I looked to my side and she was looking up at me with tear-filled eyes and I felt a lump in my throat as I couldn't stop myself from crying too. "I'm so sorry, I really am. I tried, I did everything I could. I promise"
"I know you did sweetie but it wasn't enough." she whispered to me in her sweet voice.
"If I could go back I would've called an ambulance or-" She cut me off
"You can't go back, what matters is what you do now. You ruined the amazing life we could've had so what matters now is what you do from here. I'm not mad at you for what you did, I just miss you."
With the combination of my tear-soaked eyes and soaked windshield, I couldn't see the two cars on the road before it was too late. I tried to hit the brakes but the car spun and started to flip. I looked towards her and she whispered, "Please find me." As the car made contact with the ground.

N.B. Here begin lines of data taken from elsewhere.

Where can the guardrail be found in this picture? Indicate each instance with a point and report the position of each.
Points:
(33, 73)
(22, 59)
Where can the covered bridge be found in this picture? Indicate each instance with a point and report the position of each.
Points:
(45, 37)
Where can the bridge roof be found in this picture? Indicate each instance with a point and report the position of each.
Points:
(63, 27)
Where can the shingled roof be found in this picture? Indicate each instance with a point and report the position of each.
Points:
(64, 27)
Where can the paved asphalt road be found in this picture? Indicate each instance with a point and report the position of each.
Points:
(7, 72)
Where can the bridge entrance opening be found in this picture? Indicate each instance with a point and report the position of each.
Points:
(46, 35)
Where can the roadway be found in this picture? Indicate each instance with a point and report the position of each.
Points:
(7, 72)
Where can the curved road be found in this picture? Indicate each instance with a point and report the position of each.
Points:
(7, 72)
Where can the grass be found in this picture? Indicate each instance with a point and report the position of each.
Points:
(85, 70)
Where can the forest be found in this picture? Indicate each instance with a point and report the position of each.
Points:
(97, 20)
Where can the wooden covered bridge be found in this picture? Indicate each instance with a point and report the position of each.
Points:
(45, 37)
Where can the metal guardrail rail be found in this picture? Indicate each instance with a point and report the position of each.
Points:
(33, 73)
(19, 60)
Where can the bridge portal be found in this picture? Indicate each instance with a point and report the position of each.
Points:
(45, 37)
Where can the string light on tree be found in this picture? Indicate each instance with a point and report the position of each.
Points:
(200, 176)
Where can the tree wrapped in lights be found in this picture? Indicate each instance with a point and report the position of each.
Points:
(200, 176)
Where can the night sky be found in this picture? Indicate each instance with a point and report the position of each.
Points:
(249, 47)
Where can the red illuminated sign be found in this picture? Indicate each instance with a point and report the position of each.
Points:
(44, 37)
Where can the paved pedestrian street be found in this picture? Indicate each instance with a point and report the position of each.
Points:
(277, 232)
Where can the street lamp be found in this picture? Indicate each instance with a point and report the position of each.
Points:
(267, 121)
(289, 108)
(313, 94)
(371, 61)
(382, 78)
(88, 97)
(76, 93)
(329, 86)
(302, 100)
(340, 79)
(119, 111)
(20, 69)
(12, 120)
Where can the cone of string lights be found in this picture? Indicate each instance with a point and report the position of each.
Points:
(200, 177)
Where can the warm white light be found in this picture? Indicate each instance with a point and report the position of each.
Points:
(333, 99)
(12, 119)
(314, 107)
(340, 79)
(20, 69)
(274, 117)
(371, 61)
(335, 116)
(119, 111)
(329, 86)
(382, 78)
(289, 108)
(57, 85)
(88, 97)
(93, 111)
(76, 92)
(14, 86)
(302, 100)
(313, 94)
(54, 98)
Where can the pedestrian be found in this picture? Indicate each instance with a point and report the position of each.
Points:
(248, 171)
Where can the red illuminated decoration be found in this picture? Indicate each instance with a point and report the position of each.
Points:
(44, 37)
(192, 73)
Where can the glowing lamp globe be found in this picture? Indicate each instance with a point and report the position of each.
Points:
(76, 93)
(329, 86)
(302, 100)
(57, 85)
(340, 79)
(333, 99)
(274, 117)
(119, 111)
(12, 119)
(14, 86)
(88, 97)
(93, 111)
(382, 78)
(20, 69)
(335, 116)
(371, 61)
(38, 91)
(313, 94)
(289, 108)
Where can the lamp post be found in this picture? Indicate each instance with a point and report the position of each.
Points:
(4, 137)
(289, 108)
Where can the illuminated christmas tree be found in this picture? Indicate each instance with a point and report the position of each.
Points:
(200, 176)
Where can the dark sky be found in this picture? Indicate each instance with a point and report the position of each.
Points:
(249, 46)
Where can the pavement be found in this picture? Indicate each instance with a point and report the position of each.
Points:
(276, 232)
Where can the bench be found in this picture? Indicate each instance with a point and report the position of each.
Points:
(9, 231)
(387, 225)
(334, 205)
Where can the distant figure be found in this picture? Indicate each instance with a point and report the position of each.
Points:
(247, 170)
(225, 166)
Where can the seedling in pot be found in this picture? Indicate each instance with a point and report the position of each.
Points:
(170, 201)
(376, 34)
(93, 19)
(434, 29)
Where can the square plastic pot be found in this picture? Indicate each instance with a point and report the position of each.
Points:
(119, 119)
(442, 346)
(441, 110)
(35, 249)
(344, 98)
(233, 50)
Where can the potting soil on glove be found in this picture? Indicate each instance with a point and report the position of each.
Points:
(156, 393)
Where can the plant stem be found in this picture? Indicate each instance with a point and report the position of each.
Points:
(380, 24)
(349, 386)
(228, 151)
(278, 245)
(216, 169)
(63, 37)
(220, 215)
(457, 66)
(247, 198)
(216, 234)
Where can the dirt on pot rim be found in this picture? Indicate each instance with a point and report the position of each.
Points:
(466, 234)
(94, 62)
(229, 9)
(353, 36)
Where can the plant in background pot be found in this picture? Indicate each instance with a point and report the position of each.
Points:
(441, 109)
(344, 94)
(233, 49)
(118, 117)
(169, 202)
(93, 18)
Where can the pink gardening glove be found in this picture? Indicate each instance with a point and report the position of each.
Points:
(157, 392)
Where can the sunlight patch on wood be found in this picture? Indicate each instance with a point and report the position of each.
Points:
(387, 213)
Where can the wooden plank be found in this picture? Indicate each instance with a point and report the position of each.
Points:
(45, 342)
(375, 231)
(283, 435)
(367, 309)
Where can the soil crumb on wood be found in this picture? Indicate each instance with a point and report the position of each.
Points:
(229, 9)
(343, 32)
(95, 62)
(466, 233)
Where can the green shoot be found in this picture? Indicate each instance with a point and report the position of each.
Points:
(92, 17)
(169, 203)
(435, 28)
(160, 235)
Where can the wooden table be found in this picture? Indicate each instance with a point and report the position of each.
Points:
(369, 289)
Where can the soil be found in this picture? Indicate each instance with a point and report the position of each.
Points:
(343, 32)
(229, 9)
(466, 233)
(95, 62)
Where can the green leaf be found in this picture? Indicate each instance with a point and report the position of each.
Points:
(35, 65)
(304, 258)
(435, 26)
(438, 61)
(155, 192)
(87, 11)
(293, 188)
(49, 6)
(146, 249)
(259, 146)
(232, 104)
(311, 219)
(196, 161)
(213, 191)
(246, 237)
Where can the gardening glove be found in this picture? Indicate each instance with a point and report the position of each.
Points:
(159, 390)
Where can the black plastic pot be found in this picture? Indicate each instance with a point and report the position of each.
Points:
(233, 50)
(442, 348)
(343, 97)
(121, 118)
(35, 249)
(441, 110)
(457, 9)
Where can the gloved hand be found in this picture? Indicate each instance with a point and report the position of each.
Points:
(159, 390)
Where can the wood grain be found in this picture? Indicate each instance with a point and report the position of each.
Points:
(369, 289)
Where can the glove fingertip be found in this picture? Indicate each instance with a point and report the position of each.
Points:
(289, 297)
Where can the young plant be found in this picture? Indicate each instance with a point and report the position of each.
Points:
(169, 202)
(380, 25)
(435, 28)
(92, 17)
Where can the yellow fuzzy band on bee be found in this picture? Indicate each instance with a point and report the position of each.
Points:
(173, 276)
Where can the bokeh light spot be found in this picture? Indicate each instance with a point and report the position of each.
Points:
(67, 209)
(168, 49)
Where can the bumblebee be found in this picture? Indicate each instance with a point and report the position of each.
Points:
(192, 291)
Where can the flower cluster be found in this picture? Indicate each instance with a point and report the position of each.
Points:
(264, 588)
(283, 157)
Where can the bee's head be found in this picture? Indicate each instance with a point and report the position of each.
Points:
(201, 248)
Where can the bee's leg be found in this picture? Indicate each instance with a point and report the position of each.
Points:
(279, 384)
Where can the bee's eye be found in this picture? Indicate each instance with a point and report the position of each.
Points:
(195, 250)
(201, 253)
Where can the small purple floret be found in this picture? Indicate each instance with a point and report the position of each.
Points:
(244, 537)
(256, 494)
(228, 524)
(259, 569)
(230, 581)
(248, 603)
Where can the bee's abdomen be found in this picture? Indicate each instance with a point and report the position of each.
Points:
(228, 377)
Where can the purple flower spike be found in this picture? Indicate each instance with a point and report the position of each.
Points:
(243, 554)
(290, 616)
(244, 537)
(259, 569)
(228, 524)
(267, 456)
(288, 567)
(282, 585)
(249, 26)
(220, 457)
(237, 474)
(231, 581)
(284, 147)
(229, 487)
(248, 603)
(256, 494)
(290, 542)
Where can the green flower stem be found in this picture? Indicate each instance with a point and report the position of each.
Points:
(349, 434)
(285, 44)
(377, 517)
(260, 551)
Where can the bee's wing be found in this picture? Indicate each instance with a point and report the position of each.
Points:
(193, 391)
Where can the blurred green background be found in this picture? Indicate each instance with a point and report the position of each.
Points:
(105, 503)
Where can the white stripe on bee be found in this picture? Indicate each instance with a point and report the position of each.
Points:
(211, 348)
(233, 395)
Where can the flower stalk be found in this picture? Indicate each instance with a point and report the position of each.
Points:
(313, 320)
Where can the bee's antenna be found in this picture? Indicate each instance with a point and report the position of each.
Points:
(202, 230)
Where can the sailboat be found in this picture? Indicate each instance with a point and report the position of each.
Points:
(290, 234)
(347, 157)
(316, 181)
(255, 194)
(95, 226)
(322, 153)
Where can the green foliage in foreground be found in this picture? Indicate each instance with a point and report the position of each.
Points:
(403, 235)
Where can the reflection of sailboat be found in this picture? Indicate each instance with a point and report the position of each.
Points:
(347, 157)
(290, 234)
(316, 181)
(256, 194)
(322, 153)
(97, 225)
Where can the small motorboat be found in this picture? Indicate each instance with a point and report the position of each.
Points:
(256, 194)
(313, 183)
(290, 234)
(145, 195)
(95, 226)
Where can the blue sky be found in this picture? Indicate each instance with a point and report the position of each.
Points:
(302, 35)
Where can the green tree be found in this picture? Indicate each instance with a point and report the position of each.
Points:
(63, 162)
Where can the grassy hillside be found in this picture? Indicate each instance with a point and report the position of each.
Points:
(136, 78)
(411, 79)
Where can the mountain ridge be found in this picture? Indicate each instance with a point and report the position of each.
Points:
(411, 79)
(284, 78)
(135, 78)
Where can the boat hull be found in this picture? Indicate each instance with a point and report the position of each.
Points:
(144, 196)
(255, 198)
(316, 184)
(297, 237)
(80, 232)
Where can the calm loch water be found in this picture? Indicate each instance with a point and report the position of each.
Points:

Before I could feel the impact of the car I shot awake in my bed again. The words she whispered now echoed in my head as I got out of my bed and looked outside. It was night now and the sky was cloudy and covered the moon leaving the whole world bathed in a depressing dark gray. I walked into the living room to feed and water my cat, though this time I gave him extra food and water along with a couple of his favorite treats. The feeling of being watched was still there the entire time as I walked into the kitchen where the cupboard full of different failed medications was and grabbed a few bottles of the ones with the most warnings on them. I set them on the counter and then found a piece of paper where I wrote that whoever took care of my cat could have everything of mine that they wanted including my money as long as they took good care of my cat.
I walked into my room with a large glass of water and the pill bottles of past medications and sat down on my bed contemplating if what I was doing was a good idea. I would miss my cat, but even though I loved him, I missed her more. I felt the feeling of being watched even stronger now and felt a presence right behind me. I realized all of this time there had been one of those creatures following me but I just couldn't see it. All of this time I felt special but I was just ignorant to the fact that I was no different than anyone else and I was bound to die too. It felt close to me like it was anticipating my next move and I could feel that it was probably some warped version of excitement for me to end it all. I looked at the pill bottles on my bed and her words echoed through my head, "Please find me."
I thought about the possibility of living a life without these pills and trying to move on, but in the end, how could one live with this knowledge?